Written by Step Above Stigma's Vice President of External Sales, Maya Fillion
When I think back about the day that this was said to me, I never could have imagined the impacts it would have down the road.
She was right, wasn’t she? Valedictorian of my graduating class, president of student council, captain of my volleyball team, accepted to the university of my choice, working, volunteering – really in a good place.
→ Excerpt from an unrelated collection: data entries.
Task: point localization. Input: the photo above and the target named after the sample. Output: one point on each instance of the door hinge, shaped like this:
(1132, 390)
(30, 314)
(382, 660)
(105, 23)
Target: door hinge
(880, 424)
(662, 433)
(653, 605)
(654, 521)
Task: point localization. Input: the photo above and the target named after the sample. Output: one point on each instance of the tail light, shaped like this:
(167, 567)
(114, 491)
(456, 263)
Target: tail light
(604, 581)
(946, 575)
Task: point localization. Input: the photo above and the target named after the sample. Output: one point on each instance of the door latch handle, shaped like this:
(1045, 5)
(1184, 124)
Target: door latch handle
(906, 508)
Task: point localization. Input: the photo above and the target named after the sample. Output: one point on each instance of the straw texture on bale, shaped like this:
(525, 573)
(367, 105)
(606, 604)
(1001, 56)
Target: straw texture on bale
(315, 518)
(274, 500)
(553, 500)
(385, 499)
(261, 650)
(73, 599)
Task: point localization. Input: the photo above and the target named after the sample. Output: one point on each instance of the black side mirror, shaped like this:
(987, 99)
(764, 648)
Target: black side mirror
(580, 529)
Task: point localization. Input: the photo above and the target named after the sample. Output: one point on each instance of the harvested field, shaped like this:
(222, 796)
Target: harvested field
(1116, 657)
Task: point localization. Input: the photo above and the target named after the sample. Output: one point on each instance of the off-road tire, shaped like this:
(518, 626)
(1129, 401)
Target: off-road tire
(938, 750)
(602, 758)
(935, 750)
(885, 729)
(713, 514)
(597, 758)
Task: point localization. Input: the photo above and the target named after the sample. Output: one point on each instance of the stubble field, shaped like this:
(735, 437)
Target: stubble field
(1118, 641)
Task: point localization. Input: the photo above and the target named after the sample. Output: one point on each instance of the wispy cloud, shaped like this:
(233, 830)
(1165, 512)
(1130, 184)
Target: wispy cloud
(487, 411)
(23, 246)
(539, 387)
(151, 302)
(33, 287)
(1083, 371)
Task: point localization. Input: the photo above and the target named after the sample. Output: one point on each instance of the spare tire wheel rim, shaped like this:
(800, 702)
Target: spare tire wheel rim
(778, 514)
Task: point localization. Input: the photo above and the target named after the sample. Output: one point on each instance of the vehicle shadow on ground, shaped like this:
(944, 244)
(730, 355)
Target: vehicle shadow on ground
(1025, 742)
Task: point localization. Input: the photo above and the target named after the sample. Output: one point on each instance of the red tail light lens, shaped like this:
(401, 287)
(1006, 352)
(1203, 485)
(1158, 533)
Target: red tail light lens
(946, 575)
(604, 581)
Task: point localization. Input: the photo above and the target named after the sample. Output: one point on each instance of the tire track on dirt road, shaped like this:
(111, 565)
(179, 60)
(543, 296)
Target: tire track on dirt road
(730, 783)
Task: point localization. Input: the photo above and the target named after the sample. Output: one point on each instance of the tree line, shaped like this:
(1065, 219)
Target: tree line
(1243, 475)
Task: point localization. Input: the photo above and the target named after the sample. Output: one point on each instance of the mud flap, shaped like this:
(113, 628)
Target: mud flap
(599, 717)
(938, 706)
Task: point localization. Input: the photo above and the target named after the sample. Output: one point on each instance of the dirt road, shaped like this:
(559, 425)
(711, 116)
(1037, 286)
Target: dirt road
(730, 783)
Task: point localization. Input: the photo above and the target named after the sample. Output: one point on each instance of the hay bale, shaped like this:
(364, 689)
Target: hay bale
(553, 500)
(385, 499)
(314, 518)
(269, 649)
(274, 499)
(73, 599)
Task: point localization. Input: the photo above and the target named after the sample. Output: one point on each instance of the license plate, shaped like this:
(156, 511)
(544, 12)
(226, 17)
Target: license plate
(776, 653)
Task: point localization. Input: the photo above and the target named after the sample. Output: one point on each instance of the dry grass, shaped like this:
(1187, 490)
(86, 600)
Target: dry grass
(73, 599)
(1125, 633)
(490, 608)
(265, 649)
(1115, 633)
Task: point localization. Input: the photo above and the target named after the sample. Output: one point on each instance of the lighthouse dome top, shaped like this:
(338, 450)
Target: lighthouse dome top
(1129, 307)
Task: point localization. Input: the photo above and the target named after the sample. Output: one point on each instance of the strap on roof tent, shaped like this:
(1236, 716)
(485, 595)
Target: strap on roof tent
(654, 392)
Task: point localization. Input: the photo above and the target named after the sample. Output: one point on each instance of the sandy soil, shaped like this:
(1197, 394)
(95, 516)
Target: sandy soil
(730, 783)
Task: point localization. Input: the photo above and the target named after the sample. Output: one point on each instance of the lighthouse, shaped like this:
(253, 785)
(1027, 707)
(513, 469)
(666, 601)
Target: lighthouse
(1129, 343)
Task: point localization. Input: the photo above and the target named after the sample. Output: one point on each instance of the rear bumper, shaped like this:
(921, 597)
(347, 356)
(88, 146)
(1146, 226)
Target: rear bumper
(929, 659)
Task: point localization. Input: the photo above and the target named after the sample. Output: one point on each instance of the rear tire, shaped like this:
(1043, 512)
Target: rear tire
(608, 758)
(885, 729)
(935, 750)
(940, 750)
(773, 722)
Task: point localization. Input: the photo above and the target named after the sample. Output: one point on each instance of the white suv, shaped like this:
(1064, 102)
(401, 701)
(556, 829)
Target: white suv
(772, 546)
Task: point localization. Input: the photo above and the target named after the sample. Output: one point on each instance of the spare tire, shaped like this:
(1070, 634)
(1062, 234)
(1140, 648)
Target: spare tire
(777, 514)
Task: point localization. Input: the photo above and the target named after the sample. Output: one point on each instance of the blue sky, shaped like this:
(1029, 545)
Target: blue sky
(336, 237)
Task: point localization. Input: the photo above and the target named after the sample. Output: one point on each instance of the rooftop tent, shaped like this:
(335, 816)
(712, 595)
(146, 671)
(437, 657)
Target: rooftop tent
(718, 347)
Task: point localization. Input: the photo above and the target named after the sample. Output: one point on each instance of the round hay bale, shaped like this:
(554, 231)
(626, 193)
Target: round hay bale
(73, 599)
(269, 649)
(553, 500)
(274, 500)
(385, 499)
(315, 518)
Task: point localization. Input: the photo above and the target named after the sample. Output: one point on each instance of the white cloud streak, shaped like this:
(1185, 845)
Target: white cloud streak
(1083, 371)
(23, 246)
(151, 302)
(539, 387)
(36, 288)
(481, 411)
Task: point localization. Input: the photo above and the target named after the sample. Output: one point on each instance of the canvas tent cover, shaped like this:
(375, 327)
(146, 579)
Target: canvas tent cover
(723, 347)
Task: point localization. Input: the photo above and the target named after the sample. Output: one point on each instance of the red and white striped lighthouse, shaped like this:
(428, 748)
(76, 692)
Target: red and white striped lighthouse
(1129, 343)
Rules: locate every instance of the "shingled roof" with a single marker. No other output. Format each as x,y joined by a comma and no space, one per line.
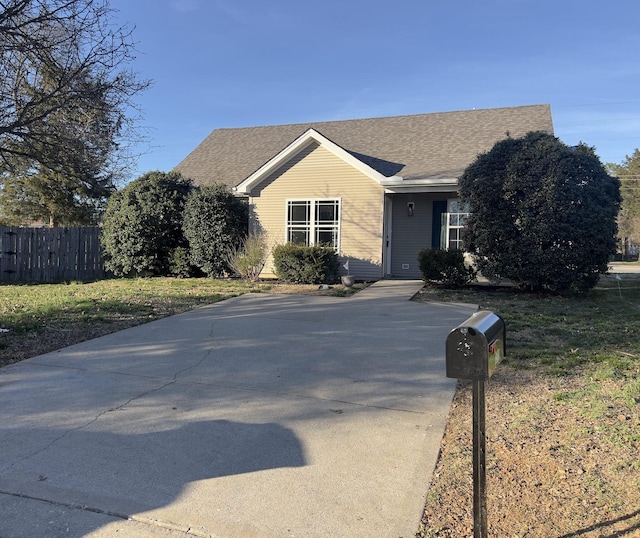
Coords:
421,146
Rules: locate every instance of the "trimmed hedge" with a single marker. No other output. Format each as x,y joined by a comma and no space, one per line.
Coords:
301,264
445,267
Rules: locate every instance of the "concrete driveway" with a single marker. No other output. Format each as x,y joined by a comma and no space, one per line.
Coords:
260,416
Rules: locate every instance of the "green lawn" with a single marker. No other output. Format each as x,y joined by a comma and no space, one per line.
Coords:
42,317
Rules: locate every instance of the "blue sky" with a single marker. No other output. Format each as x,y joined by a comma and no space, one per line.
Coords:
240,63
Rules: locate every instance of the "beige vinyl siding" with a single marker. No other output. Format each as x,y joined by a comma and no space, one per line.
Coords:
410,234
316,173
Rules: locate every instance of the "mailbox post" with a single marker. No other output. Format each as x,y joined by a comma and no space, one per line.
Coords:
473,350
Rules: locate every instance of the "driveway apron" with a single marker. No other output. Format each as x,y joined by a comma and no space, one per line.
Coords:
260,416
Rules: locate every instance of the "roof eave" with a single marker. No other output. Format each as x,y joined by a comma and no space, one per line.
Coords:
399,185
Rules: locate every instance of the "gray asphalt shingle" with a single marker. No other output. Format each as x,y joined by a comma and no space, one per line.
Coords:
419,146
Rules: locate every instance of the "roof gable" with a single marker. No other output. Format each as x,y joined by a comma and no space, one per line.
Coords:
417,147
296,147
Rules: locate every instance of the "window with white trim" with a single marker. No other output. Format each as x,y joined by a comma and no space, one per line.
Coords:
314,221
456,219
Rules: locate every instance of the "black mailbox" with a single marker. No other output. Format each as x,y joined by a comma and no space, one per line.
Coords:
475,347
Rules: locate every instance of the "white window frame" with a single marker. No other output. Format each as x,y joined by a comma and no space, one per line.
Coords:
456,217
311,226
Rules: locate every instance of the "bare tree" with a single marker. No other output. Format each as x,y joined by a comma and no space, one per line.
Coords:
66,95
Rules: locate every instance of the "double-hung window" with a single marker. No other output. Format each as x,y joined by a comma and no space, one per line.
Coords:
456,219
310,222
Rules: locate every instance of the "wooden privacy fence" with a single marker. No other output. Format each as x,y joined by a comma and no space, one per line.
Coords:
50,254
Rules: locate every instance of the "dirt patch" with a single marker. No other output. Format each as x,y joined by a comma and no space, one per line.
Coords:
552,469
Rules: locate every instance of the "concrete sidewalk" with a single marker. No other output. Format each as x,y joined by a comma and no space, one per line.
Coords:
260,416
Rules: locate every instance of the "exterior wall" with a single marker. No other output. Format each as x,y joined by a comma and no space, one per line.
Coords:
317,173
409,234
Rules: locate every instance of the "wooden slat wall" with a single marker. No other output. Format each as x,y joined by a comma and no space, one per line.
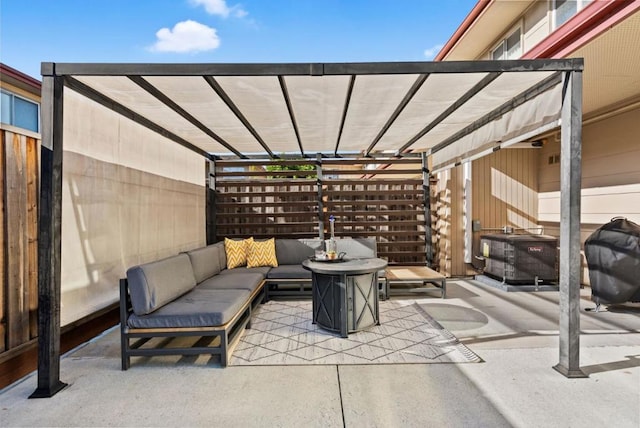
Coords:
365,203
19,184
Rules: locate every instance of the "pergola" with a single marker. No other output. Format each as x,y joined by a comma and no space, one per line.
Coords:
453,111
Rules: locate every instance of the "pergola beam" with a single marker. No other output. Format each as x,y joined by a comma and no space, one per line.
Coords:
313,69
292,115
408,96
516,101
345,109
452,108
234,108
115,106
164,99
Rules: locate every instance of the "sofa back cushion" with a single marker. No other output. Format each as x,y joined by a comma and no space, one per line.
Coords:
357,248
153,285
262,253
205,262
295,251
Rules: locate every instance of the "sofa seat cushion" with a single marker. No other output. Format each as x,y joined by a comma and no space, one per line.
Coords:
263,270
289,272
152,285
198,308
249,281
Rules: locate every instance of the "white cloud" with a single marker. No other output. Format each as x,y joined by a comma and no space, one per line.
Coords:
219,7
186,36
433,51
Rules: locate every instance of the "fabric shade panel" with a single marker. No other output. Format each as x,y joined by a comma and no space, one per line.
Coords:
254,110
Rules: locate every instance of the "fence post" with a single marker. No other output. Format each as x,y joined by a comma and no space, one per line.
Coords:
49,242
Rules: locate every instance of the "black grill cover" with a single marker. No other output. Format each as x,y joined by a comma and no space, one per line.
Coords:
613,257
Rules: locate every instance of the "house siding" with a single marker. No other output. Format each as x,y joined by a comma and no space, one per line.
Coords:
504,193
610,176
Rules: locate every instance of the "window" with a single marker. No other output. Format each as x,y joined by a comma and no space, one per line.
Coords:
563,10
509,48
20,112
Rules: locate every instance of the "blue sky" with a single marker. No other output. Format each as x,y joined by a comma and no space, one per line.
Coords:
32,31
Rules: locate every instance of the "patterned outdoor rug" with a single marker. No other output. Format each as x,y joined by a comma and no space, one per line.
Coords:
282,334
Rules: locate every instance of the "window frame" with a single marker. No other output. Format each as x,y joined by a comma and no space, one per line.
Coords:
12,109
580,4
502,43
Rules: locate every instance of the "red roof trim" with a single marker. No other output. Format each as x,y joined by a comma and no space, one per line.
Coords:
462,29
20,76
587,24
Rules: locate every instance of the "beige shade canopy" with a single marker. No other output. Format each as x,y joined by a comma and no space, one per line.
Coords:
453,110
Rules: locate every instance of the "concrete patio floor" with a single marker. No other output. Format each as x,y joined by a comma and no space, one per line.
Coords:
515,333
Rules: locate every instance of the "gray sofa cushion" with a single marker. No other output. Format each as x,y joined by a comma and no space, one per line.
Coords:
198,308
295,251
155,284
357,248
205,262
239,281
262,270
289,272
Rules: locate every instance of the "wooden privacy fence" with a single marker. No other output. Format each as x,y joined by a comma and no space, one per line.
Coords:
19,174
388,200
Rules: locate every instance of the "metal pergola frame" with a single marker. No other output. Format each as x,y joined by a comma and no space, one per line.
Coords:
57,76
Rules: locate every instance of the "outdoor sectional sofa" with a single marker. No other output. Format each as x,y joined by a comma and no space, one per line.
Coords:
194,295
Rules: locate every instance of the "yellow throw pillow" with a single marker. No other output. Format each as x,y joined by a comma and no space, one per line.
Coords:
262,253
236,252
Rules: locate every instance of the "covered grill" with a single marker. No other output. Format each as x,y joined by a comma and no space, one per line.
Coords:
520,259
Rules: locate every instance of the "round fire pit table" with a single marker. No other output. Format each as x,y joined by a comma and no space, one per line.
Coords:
345,293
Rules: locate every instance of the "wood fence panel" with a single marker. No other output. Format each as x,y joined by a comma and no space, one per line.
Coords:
3,276
253,201
16,196
19,174
33,191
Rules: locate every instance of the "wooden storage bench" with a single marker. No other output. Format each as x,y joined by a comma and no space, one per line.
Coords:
420,275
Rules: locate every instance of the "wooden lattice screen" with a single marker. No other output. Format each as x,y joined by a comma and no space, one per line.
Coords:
367,197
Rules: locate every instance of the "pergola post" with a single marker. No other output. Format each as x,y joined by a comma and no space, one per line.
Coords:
49,238
320,202
570,193
210,201
426,197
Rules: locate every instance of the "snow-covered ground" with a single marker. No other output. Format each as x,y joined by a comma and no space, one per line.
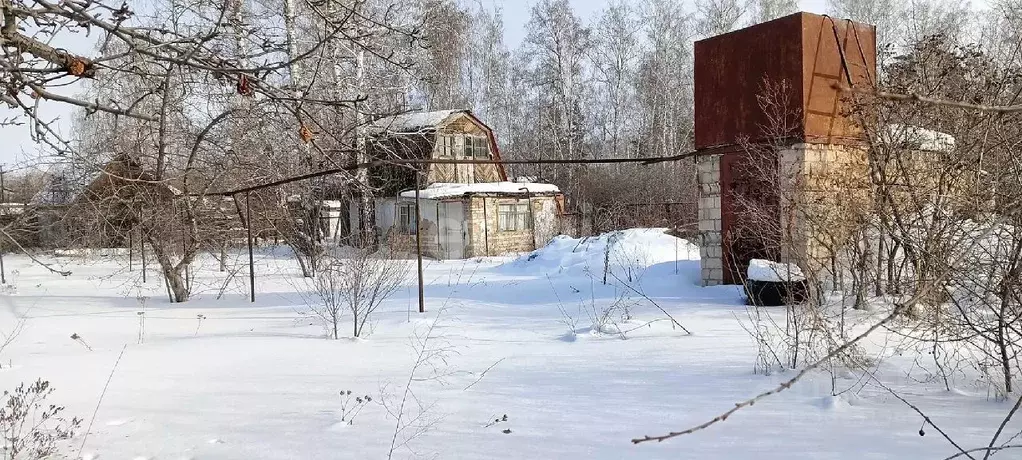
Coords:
259,380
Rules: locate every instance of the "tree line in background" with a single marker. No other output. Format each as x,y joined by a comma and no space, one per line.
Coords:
189,98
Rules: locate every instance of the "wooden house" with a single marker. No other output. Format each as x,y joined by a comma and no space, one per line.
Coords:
466,210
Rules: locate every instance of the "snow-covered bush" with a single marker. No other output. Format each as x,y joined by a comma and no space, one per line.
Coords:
31,428
356,284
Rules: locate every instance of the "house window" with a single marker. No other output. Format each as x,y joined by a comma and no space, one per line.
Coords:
513,217
445,145
476,146
406,219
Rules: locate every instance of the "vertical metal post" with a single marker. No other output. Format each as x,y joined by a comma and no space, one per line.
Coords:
485,227
251,259
141,243
131,248
418,243
184,248
3,202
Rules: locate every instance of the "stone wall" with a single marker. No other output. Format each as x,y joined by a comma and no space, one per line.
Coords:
825,193
822,192
711,261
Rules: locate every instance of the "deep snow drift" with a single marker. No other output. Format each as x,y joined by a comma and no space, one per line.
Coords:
221,377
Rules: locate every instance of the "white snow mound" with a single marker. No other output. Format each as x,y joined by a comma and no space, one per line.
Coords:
760,270
631,250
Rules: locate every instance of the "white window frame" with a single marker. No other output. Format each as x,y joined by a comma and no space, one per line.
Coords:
514,217
405,218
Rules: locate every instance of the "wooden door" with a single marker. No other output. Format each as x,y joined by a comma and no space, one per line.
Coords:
452,230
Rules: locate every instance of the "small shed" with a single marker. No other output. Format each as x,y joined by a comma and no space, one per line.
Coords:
775,87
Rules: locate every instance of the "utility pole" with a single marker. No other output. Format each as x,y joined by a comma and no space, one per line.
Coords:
251,260
3,202
418,242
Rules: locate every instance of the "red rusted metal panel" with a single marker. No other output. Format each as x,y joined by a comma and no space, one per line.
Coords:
802,54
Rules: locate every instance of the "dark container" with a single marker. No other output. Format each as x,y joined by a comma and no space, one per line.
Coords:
776,293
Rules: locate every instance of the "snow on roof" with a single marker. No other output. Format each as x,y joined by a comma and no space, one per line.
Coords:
921,138
447,190
413,122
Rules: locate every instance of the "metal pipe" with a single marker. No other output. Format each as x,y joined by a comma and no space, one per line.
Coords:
251,259
418,244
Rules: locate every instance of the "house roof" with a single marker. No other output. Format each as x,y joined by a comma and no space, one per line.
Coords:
448,190
414,122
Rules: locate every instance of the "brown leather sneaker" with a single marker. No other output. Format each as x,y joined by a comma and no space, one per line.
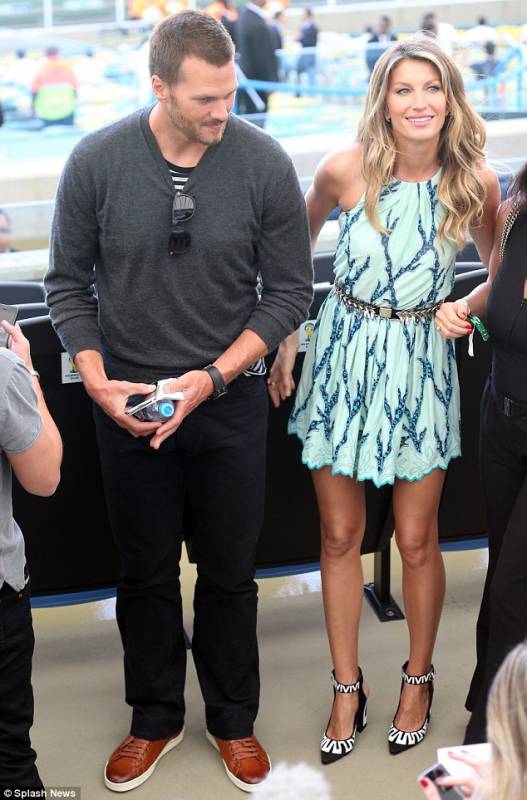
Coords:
134,760
245,761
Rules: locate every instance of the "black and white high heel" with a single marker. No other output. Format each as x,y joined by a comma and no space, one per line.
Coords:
333,749
398,740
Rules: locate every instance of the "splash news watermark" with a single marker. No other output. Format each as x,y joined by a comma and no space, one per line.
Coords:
47,793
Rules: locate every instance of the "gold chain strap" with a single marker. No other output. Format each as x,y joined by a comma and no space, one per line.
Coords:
510,219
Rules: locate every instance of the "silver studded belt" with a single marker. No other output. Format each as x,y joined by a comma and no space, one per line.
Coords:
420,314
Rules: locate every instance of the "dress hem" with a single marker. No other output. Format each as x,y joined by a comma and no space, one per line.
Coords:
361,478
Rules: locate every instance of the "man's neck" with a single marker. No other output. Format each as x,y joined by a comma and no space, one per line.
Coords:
174,146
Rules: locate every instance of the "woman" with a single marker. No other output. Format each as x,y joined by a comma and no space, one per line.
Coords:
502,621
505,776
378,398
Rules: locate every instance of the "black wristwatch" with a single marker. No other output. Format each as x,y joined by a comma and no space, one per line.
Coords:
217,381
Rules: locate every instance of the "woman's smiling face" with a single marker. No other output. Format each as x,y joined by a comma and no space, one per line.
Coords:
416,103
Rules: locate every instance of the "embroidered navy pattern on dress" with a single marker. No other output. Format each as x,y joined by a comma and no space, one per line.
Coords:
379,397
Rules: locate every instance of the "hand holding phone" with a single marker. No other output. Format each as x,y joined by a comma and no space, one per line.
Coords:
437,771
9,314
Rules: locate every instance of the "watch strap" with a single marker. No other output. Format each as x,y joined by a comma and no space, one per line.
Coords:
217,381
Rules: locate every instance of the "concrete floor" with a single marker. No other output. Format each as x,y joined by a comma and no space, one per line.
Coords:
80,714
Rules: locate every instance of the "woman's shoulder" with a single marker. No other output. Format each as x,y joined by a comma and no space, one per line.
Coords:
342,163
340,168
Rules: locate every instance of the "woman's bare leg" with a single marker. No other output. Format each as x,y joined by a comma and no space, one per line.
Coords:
342,522
415,506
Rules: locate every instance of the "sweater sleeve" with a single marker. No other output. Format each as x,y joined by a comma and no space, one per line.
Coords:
284,258
70,280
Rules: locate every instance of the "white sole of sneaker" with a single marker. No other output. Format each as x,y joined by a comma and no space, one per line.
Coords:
135,782
245,787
It is only now, years later, that I have the perspective to understand how harmful minimizing mental health and wellness and their symptoms in high functioning individuals can be.
Being told that people like me don’t suffer from mental health was something I truly believed. So, when I began to have symptoms of mental illness, I didn’t seek help or have conversations but began to attribute it to other things in my environment.
I remember the first time I made an excuse for what I was feeling. It was when I was choosing which university to attend. From the very first acceptance letter, it was knots in my stomach, constant nausea and tears every time I was asked where I would be heading in the fall. “It was normal to feel this way, its growing pain, its transition”, it was not possibly anxiety, because people like me don’t suffer from mental health issues.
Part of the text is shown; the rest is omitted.